The app also needs a desktop version. Finally, when I look at graphics on the app and I turn my phone sideways, the pictures don’t move, which makes some charts and figures very hard to read. On more than one occasion, I’ve had to text myself an article from the app and open it in a browser in order to understand a graphic.
Compared to almost anything else on the internet, however, these problems are minor, and my experience with Substack gives me confidence that their engineers will soon solve them.
I suspect the paid subscriber problem is due in large part to Apple’s restrictive iOS TOS. But reader apps now have the ability to have a link to send the person out to the Regular Web and do the subscription there. I’m sure it’s on Substack’s app dev to-do list
As much as I love a new platform committed to free speech, the business model is absolutely terrible. Bundling exists for a reason: a simple economics lesson shows it benefits both the suppliers and the consumers.
I can't justify paying $50-$100 per year for one writer when for that price I can get The Atlantic or most of the cost of NYT/WSJ. All my favorite writers are on substack but I don't pay for any.

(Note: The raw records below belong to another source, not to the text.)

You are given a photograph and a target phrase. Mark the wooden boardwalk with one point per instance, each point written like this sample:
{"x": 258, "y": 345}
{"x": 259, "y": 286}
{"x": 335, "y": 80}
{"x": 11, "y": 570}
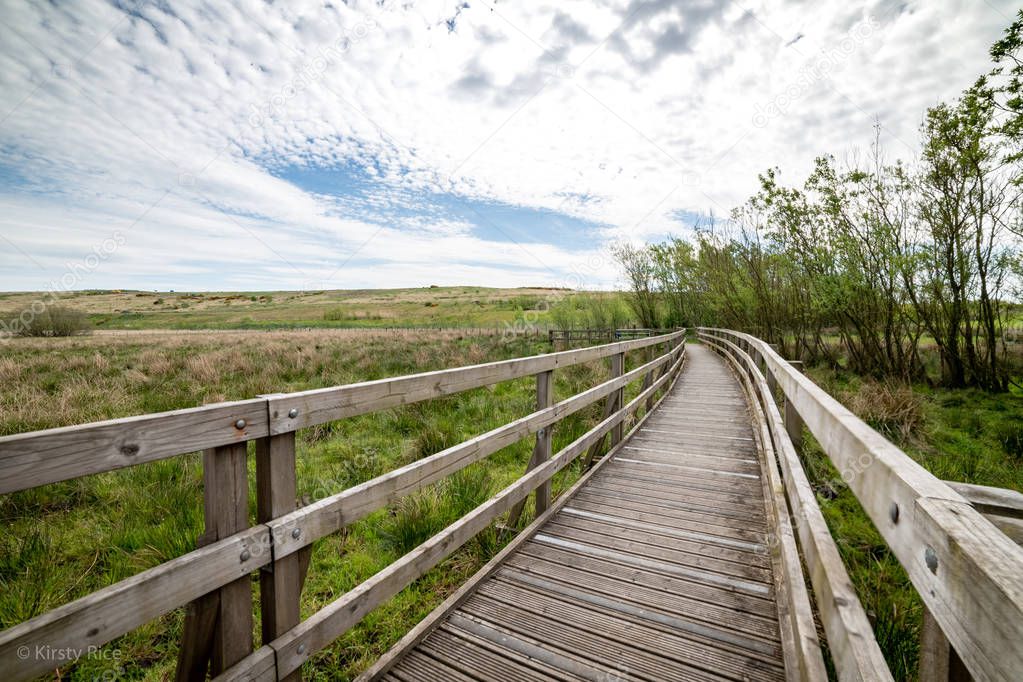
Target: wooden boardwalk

We live in an age of abundance; just as you won't spend 10 seconds to subscribe for free to a new blog, I won't pull out my credit card when there are hundreds of great free articles in my inbox, and thousands with my subscriptions to NYT/WSJ/Atlantic.
If someone does pay, it's because they're obsessed with you and already agree with everything you say. Paywalling articles therefore reduces your reach and influence to almost zero. It's sad how many great articles are now being read by so few because of paywalls. Fortunately you realize this and operate on a patronage model, but that's not viable for most.
The solution already exists: a magazine (gasp!). I would happily pay $200/year or maybe more to get access to 20-100 excellent substack writers, some of whom I mostly agree with and some I do not. Substack could offer an "unlimited" plan (not sure how/if that would work) or writers could bundle themselves like The Dispatch.
The problem is not independent subscriptions, but free speech. Andrew Sullivan got fired and you would too if you worked for a mainstream publication. All we need is a quality magazine committed to diverse viewpoints, not a whole new business model.